The 1R Learning Algorithm

The 1R learning algorithms is the simplest rule-based classification learning algorithm for discrete attributes. Given a table T of labelled instances, and a classification attribute C, the 1R algorithms returns a rule that predicts C on the basis of a single predictive attributed A in T; that is, it returns a rule of the form

  
  case (X.A) {
    V1 : predict X.C == W1;
    V2 : predict X.C == W2;
    ...
    Vk : predict X.C == Wk;
  }

where V1 ... Vk range over the possible values of X.A, and W1 ... Wk are possible values of X.C. The Wi need not all be different and need not cover all possible values of X.C.

The algorithm can be written as follows:

Select(T : table; A : attribute; V : value) return table;
  { return({ X | X in T and X.A=V })

MostCommonValue(C,A : attribute; V : value; T : table) return value;
  { return(the most common value of X.C in select(T,A,V) }

/* BestRule(C,A,T) returns the rule that best predicts X.C from X.A 
   based on the instances in table T */

BestRule(C,A : attribute; T : table) return rule;
 { let {V1 ...Vk} be the set of values for A in T;
   return("case(X.A) {
             _V1_ : predict X.C == _MostCommonValue(C,A,V1,T)_; 
             ...
             _Vk_ : predict X.C == _MostCommonValue(C,A,Vk,T)_;
            }"
 }

(The underscore notation about is anti-quoting; the actual value is 
substituted into a quoted string.  For instance, if Z=4 then
"Z + _Z_ == _2*Z_" denotes the string "Z + 4 = 8". The values of Z and 2*Z
are substituted for _Z_ and _2*Z_)

Accuracy(R : rule; T: table) return number;
  return(the fraction of X in T where X.C = apply(R,X.A))

/* 1R(C,T) returns a rule for predicting X.C based on table T. */
1R(C : attribute; T : table) return rule;
{ BestAcc = 0;
  for (A in Attributes(T), A != C) {
      R = BestRule(C,A,T);
      Acc = Accuracy(R,T);
      if (Acc > BestAcc) {
        BestR = R;
        BestAcc = Acc;
      } }
  return(BestR)
}

Example

Let T be the following table:

Office	Party	State	Vote
House	Dem	NY	Yes
House	Dem	NJ	No
House	Dem	CT	Yes
House	Rep	NJ	No
House	Rep	CT	Yes
Senate	Dem	NY	No
Senate	Dem	NJ	No
Senate	Rep	NY	No
Senate	Rep	NJ	Yes
Senate	Rep	CT	Yes

Then BestRule(Vote,Office,T) is "case (X.Office) { House: predict (X.Vote==Yes); Senate: predict(X.Vote==No); }" with an accuracy of 6/10.

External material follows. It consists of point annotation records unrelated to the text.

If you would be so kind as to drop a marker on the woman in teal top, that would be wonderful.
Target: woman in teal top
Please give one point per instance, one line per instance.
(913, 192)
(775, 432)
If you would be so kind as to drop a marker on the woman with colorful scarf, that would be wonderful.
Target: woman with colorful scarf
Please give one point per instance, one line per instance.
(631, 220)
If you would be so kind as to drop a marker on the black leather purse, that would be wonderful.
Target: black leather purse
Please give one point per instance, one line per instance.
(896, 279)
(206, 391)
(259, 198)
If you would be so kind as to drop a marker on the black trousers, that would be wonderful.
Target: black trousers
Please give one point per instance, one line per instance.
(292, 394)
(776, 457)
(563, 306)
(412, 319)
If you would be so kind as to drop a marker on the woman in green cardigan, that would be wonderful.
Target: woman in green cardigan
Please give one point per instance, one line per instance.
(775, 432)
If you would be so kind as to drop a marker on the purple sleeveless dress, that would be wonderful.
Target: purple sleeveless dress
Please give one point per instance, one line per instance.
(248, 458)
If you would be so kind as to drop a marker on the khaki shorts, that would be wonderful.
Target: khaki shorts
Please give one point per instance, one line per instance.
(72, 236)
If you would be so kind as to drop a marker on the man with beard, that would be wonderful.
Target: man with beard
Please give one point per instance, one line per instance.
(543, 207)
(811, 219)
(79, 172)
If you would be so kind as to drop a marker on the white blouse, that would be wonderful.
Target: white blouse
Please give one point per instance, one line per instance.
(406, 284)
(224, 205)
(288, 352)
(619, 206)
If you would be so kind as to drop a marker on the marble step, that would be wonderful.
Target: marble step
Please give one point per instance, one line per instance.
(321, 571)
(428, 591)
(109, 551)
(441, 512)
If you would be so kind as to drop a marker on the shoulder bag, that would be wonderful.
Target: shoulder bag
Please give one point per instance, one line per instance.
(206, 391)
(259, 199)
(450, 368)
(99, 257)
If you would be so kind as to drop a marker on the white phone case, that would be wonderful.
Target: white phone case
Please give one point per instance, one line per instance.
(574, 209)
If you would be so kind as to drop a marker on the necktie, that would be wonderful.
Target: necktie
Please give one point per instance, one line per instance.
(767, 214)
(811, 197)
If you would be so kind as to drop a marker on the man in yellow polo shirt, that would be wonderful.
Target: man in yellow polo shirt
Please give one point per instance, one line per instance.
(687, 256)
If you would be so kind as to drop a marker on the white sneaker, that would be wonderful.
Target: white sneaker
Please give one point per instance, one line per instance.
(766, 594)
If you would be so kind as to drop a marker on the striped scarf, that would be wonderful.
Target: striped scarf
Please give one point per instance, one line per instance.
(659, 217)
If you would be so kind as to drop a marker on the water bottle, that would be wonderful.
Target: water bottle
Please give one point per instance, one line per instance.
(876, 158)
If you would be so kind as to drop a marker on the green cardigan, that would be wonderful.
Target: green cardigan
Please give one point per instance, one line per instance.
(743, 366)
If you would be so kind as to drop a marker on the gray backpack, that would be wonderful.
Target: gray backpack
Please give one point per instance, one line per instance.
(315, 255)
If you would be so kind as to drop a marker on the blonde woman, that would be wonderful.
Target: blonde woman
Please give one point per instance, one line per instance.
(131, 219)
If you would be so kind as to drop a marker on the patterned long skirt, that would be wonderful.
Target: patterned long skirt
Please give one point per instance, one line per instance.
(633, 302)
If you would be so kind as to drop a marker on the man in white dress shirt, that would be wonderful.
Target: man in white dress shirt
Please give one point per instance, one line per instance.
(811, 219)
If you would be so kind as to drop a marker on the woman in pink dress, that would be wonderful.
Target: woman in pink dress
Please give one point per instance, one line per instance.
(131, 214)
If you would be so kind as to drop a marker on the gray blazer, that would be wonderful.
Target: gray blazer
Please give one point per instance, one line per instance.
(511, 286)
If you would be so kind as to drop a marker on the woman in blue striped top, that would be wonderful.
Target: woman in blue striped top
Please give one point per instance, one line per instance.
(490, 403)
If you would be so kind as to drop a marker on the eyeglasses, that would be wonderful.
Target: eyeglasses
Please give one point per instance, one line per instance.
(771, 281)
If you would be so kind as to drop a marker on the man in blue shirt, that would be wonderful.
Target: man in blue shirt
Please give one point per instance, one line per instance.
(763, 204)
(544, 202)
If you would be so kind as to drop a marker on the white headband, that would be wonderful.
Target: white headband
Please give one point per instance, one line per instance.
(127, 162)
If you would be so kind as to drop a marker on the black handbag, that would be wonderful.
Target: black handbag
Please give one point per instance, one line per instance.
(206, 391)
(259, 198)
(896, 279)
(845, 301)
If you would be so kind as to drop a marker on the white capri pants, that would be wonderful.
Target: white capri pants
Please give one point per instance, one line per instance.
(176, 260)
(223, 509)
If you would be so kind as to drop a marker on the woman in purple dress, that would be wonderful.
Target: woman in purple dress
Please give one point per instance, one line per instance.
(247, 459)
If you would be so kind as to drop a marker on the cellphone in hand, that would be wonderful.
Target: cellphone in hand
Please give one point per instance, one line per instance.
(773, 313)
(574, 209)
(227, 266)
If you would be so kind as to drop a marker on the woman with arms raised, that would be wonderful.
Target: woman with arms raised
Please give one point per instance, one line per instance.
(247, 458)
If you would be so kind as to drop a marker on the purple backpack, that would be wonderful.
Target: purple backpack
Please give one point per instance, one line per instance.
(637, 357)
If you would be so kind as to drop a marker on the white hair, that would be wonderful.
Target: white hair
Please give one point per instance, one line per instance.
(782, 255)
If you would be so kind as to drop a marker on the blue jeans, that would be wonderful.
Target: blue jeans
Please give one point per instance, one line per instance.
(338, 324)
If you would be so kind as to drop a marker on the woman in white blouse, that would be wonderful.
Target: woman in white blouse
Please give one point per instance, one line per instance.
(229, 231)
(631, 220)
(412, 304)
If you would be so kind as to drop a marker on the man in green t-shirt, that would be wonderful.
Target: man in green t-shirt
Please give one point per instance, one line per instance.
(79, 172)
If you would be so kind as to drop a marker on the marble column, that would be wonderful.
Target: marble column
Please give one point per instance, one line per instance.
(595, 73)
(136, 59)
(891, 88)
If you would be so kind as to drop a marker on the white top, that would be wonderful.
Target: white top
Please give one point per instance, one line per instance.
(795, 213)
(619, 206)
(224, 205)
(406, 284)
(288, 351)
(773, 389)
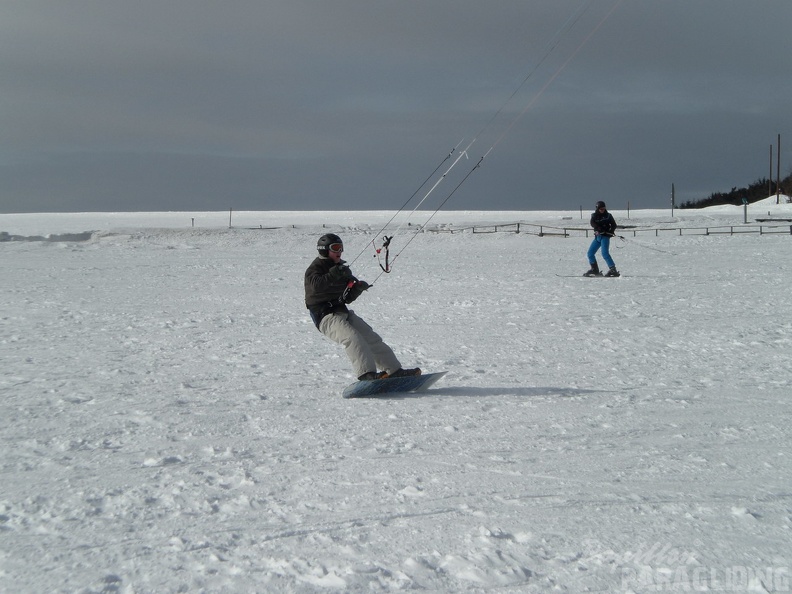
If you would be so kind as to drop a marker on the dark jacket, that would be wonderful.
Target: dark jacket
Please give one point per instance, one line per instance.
(325, 295)
(603, 223)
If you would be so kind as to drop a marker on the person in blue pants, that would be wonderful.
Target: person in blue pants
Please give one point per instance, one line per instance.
(604, 226)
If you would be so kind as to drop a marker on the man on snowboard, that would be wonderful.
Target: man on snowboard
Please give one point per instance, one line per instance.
(329, 287)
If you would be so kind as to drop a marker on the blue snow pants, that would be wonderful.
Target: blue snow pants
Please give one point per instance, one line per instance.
(600, 241)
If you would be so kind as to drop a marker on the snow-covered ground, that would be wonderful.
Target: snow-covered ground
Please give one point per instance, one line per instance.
(171, 421)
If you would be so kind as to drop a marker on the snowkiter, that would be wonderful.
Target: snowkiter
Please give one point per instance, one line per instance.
(329, 287)
(604, 226)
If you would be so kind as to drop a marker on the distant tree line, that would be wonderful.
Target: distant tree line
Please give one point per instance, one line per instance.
(759, 190)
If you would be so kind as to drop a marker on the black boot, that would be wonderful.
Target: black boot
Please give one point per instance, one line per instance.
(593, 271)
(405, 372)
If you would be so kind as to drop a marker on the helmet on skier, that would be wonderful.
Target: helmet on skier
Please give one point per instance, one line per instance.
(329, 242)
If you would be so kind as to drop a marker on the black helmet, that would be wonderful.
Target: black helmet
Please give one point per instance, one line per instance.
(325, 241)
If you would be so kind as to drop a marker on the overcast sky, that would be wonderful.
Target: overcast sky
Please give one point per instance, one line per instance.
(195, 105)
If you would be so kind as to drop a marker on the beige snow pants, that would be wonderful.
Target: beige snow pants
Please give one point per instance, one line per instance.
(364, 347)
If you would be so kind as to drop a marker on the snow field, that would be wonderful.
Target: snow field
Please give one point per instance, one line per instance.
(172, 420)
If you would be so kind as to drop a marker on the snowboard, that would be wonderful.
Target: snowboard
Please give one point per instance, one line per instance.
(391, 385)
(587, 276)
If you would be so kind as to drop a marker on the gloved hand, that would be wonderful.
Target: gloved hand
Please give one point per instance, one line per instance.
(340, 272)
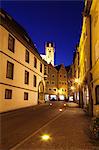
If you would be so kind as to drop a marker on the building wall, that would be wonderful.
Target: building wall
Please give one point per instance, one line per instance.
(94, 12)
(62, 82)
(49, 48)
(51, 82)
(17, 84)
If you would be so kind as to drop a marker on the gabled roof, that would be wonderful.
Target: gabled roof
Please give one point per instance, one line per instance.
(17, 30)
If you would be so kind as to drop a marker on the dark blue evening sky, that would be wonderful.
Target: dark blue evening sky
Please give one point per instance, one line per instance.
(56, 21)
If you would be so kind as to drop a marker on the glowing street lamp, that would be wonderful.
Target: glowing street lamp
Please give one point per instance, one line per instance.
(45, 137)
(72, 87)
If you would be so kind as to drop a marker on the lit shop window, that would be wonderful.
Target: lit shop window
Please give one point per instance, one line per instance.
(11, 43)
(10, 68)
(8, 94)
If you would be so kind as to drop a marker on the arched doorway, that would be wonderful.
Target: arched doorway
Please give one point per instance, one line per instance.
(41, 92)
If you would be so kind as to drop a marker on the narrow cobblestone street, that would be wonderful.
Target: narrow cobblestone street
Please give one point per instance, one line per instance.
(68, 131)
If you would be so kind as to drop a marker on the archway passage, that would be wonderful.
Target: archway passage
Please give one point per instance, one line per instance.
(41, 92)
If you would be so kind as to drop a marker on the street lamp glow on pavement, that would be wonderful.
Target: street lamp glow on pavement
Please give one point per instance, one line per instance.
(45, 137)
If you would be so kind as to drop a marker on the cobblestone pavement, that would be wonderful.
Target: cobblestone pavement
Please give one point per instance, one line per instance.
(68, 131)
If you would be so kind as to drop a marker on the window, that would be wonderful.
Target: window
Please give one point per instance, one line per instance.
(10, 68)
(35, 62)
(97, 50)
(47, 44)
(25, 96)
(8, 94)
(34, 81)
(26, 77)
(27, 56)
(97, 94)
(40, 67)
(11, 43)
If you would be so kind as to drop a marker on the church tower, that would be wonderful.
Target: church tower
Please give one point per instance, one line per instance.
(49, 50)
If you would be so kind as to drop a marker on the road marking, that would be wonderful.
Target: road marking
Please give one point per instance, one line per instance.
(26, 139)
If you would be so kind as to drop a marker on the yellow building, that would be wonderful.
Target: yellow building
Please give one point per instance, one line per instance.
(51, 83)
(49, 53)
(21, 67)
(88, 50)
(85, 62)
(94, 12)
(56, 83)
(62, 82)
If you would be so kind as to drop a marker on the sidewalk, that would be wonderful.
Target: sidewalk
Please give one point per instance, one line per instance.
(69, 131)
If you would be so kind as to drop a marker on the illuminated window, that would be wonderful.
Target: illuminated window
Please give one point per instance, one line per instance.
(8, 94)
(35, 81)
(11, 43)
(25, 96)
(40, 67)
(35, 62)
(53, 76)
(97, 94)
(27, 56)
(97, 50)
(10, 68)
(26, 81)
(53, 82)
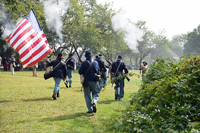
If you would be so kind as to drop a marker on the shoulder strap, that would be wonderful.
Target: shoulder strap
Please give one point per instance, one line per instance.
(67, 60)
(118, 67)
(88, 67)
(56, 66)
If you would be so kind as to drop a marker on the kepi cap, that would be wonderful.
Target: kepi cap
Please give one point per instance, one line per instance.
(119, 56)
(88, 53)
(71, 54)
(59, 54)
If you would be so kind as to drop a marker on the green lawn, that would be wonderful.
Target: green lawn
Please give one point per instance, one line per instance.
(26, 104)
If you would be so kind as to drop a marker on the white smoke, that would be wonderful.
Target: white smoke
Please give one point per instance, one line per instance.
(53, 12)
(132, 33)
(8, 25)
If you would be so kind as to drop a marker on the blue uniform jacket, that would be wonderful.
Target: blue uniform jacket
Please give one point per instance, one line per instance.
(91, 73)
(121, 68)
(70, 63)
(102, 66)
(61, 70)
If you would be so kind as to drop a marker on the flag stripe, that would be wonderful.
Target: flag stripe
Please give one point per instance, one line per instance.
(36, 50)
(20, 26)
(22, 37)
(31, 48)
(24, 43)
(37, 58)
(29, 41)
(20, 34)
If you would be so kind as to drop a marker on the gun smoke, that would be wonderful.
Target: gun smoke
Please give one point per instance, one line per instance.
(8, 25)
(53, 13)
(132, 33)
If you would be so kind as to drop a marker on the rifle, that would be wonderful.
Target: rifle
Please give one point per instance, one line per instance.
(140, 64)
(128, 79)
(77, 54)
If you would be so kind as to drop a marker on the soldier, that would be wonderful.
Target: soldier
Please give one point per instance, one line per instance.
(93, 85)
(144, 69)
(70, 63)
(0, 60)
(12, 64)
(59, 74)
(103, 70)
(117, 69)
(34, 70)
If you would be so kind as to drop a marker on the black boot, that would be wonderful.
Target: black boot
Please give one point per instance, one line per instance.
(66, 84)
(116, 96)
(58, 95)
(54, 96)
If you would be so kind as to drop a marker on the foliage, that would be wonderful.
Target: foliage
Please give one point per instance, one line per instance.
(26, 105)
(168, 100)
(193, 41)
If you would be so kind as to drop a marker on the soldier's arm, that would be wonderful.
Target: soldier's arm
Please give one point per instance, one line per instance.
(125, 69)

BestRule(Vote,Party,T) is "case (X.Party) { Dem: predict (X.Vote==No); Rep: predict(X.Vote==Yes); }" with an accuracy of 6/10.

BestRule(Vote,State,T) is
"case (X.State) { NY: predict (X.Vote==No); NJ: predict (X.Vote==No); CT: predict(X.Vote==Yes) }"
with an accuracy of 8/10.

The 1R algorithm therefore returns the rule
"case (X.State) { NY: predict (X.Vote==No); NJ: predict (X.Vote==No); CT: predict(X.Vote==Yes) }"